受験の国語では、より厳密な論理の把握が求められる

 しかし油断は禁物です。なぜなら、受験科目としての国語のほうが、日常の日本語の場合と比べて、より厳密に、論理を把握することが求められるからです。

 

 論理とは事柄同士のつながり方のことです。たとえばAという事柄とBという事柄がどのようにつながっているか、その関わり方のことです。

 

 普段私たちが日本語で読んだり書いたり、そして話したりする場合も、そこには何らかの論理が働いています。しかしそれは厳密な論理ではないことが少なくありません。
 言い換えると、話者あるいは書き手が想定している論理と、それを表現する言葉とが対応していないことが多いのです。

 

「お昼ごはんはマクドのデリバリーにしよか」

「うん、ダブルチーズバーガーでいい?」

「いや逆に、ベーコンレタスバーガーがいいんちゃう?」

 

 一見すると普通の会話のようです。しかし論理という観点でみると、言葉の選択が不正確になっています。いったい何が「逆」なのでしょうか?

 

 「逆に」は、本来、前言とは反対の内容を示すときに使用される言葉です。ベーコンレタスバーガーはダブルチーズバーガーの反対ではないので、「逆に」という言葉は適切ではありません。ここでは「むしろ」という言葉を使うのが論理的な言葉遣いです。

 

接続語の機能=論理の予測=道しるべ

 「逆に」や「むしろ」といった言葉を「接続語」といいます。文字通り、何かと何かを接続するための言葉です。「だから」や「でも」も接続語です。

 

 話したり書いたりするとき、私たちは接続語を使って、相手に話の流れを事前に「予測」させます。「だから」と言えば因果関係を予測させることができますし、「でも」と言えば主張の転換を予測させることができます。

 

 このように接続語は論理の予測を可能にするので、普段の会話においても大変便利なものです。ただし普段の会話では言葉以外の情報量も多いので、接続語の正確さはあまり重視されません。

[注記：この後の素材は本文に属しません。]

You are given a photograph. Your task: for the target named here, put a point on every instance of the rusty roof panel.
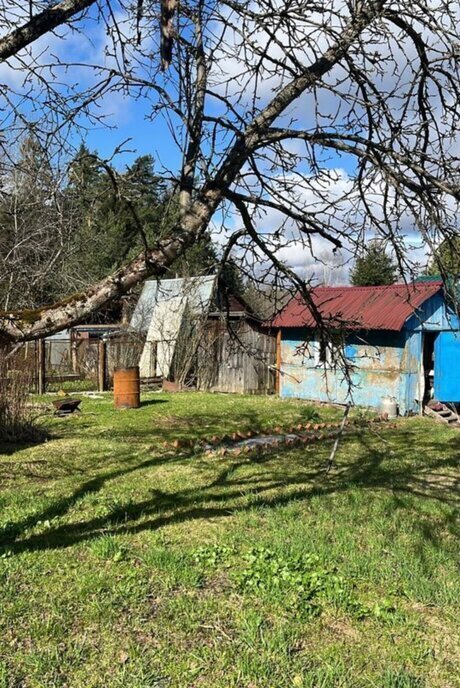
(365, 308)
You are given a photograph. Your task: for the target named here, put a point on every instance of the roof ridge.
(425, 285)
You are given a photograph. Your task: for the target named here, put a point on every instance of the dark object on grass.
(64, 407)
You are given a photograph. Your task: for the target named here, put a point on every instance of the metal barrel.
(126, 387)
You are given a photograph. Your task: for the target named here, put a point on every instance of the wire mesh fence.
(74, 363)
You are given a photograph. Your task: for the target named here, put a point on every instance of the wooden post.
(101, 366)
(41, 366)
(278, 362)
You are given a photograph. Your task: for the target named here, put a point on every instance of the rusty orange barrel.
(126, 387)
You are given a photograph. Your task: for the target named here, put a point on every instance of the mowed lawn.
(126, 563)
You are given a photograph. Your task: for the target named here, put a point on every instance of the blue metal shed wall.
(434, 315)
(380, 359)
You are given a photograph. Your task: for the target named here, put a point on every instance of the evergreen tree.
(374, 268)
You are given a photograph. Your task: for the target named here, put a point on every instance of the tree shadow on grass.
(230, 493)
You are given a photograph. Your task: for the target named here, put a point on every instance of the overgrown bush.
(17, 415)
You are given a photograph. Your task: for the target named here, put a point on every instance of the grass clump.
(125, 564)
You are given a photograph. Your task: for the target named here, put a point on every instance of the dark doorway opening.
(429, 339)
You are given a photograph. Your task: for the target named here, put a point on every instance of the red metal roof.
(366, 308)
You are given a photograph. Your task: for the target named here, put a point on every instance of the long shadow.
(374, 472)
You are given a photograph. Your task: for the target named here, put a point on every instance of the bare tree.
(268, 102)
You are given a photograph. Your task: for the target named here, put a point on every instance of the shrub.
(17, 415)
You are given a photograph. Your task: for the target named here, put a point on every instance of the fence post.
(278, 362)
(102, 358)
(41, 367)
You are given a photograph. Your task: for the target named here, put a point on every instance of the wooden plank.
(41, 367)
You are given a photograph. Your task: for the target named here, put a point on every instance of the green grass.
(123, 563)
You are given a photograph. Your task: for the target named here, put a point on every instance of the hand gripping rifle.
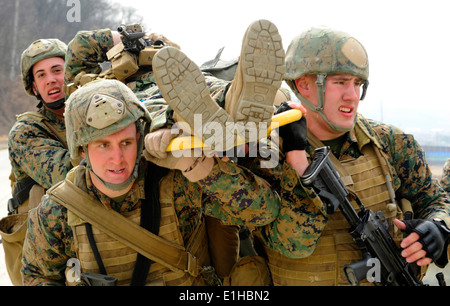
(368, 229)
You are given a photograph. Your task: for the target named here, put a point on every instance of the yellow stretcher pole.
(192, 142)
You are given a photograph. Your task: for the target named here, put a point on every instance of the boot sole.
(184, 88)
(263, 67)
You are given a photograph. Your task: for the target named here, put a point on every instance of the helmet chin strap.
(320, 82)
(55, 105)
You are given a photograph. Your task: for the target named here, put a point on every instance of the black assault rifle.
(368, 229)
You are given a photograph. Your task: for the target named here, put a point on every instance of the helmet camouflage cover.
(38, 51)
(323, 50)
(99, 109)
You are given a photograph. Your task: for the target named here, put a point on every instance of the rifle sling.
(168, 254)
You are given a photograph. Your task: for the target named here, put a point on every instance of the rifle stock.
(368, 229)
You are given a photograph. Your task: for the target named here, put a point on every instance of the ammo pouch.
(13, 229)
(127, 232)
(124, 64)
(249, 271)
(27, 195)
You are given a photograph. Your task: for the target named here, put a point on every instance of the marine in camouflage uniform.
(37, 145)
(88, 49)
(445, 180)
(369, 155)
(226, 191)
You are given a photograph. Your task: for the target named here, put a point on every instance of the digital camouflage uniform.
(38, 155)
(35, 151)
(445, 180)
(87, 50)
(229, 193)
(371, 155)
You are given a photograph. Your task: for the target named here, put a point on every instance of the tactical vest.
(119, 260)
(366, 176)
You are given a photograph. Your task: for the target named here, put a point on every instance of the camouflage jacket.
(88, 49)
(297, 229)
(36, 152)
(230, 193)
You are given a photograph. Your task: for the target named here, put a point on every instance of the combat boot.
(258, 76)
(184, 88)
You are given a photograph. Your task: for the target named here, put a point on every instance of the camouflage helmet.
(99, 109)
(324, 50)
(37, 51)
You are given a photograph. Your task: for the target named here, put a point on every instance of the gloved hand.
(293, 134)
(157, 142)
(193, 168)
(433, 237)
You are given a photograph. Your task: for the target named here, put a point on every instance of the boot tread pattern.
(184, 88)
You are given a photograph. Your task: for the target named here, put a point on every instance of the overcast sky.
(407, 43)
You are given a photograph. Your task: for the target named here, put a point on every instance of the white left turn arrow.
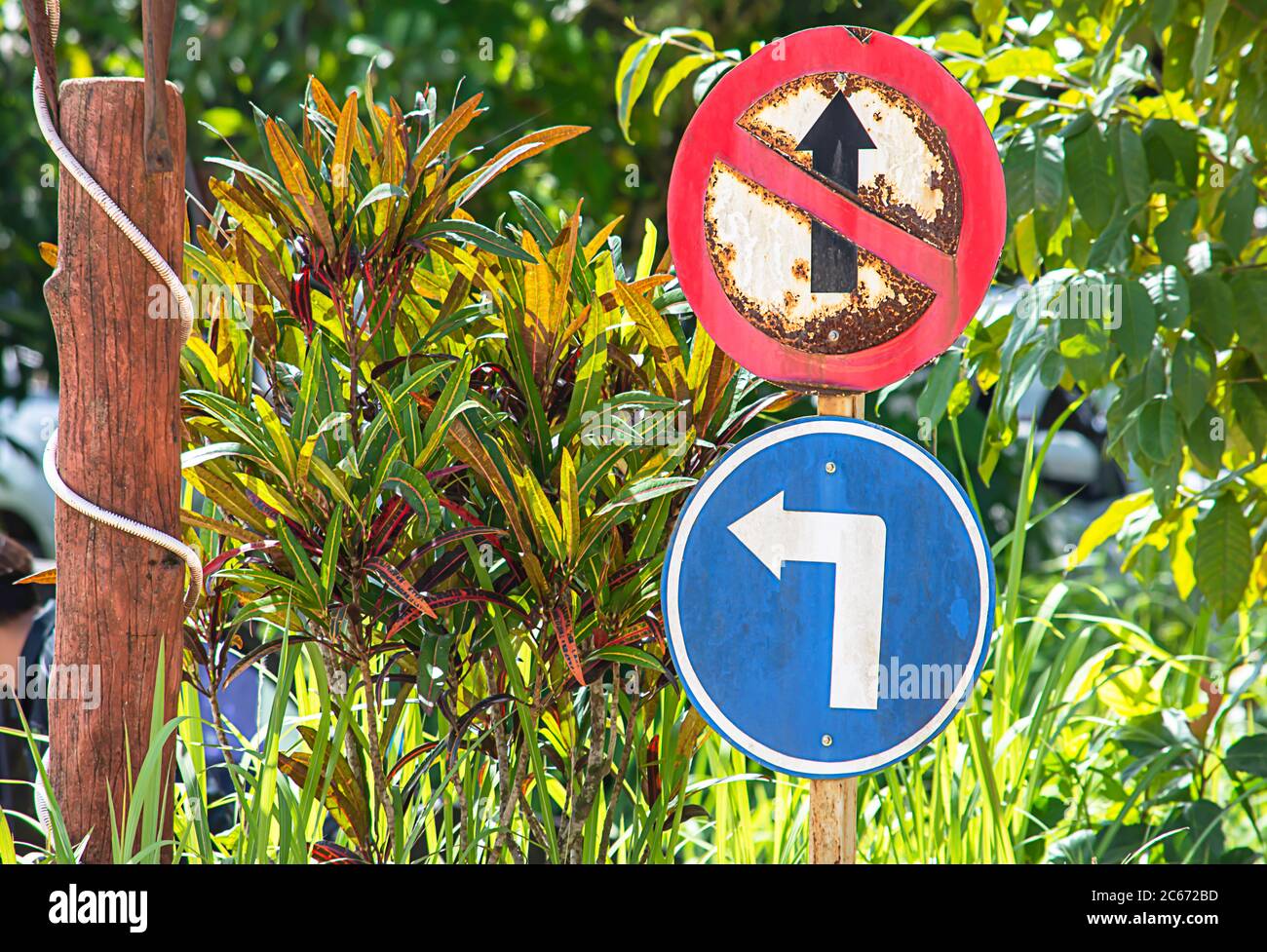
(856, 546)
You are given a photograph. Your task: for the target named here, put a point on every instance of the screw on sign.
(836, 210)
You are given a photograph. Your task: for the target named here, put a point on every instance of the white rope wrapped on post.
(186, 325)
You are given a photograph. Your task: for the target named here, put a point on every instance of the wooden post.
(834, 803)
(118, 597)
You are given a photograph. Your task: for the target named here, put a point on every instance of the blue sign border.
(696, 692)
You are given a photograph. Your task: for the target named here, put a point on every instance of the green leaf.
(646, 489)
(674, 75)
(1158, 431)
(632, 77)
(628, 655)
(1172, 152)
(1238, 206)
(1191, 376)
(1174, 235)
(1132, 164)
(416, 490)
(300, 563)
(1223, 554)
(1034, 171)
(451, 402)
(1203, 54)
(1106, 525)
(329, 553)
(932, 402)
(1136, 329)
(1020, 62)
(1203, 442)
(1088, 169)
(1249, 404)
(380, 193)
(1169, 292)
(480, 236)
(1215, 316)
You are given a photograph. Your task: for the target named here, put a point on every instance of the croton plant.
(429, 453)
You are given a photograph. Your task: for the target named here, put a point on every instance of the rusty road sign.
(828, 596)
(836, 210)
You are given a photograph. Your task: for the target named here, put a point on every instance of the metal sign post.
(832, 824)
(836, 212)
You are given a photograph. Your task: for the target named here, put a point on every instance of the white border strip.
(672, 583)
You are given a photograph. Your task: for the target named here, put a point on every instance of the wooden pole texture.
(118, 597)
(834, 803)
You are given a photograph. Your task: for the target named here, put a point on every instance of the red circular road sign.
(836, 210)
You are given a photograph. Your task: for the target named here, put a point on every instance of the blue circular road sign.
(828, 596)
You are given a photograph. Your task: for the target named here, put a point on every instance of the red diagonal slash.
(959, 282)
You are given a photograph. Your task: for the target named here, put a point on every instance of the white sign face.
(827, 596)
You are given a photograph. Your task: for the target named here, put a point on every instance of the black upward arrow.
(835, 139)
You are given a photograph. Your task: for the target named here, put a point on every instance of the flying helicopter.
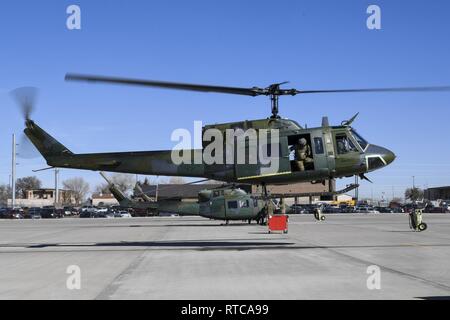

むしろ、相手の表情や声のトーン、それまでのおおまかな話の流れ、話者の性格などの他の情報のほうが、おおいに意思の疎通を助けてくれるでしょう。

 

 一方、受験の国語の問題文は、ほとんどの場合、私たちにとって初めて目にする文章です。読解の手がかりは目の前の文章にしかありません。たまたま予備知識を持っている内容であれば別ですが、そうでなければ、文章を丁寧に読んで情報を集めていくしかありません。そのとき役に立つのが、接続語の機能、すなわち「論理の予測」なのです。

 

 言い換えると、接続語は文章の「道しるべ」のようなものです。内容が複雑で理解するのが難しいとき、接続語に注意すれば、おおまかな主張内容をつかむことができます。

 

 たとえば「しかし」や「けれども」といった接続語は「主張方向への転換」を表します。話の向きを変え、筆者が主張したい方向へ導く道しるべです。したがって、「しかし」が登場すれば、その先に筆者の主張が書いてあるのではないかと予測して読むことができます。

 

 「しかし」や「けれども」以外にも、道しるべとして役立つ接続語があります。

 次回はそれらについてご説明します。

 

 最後までお読みいただき、ありがとうございます。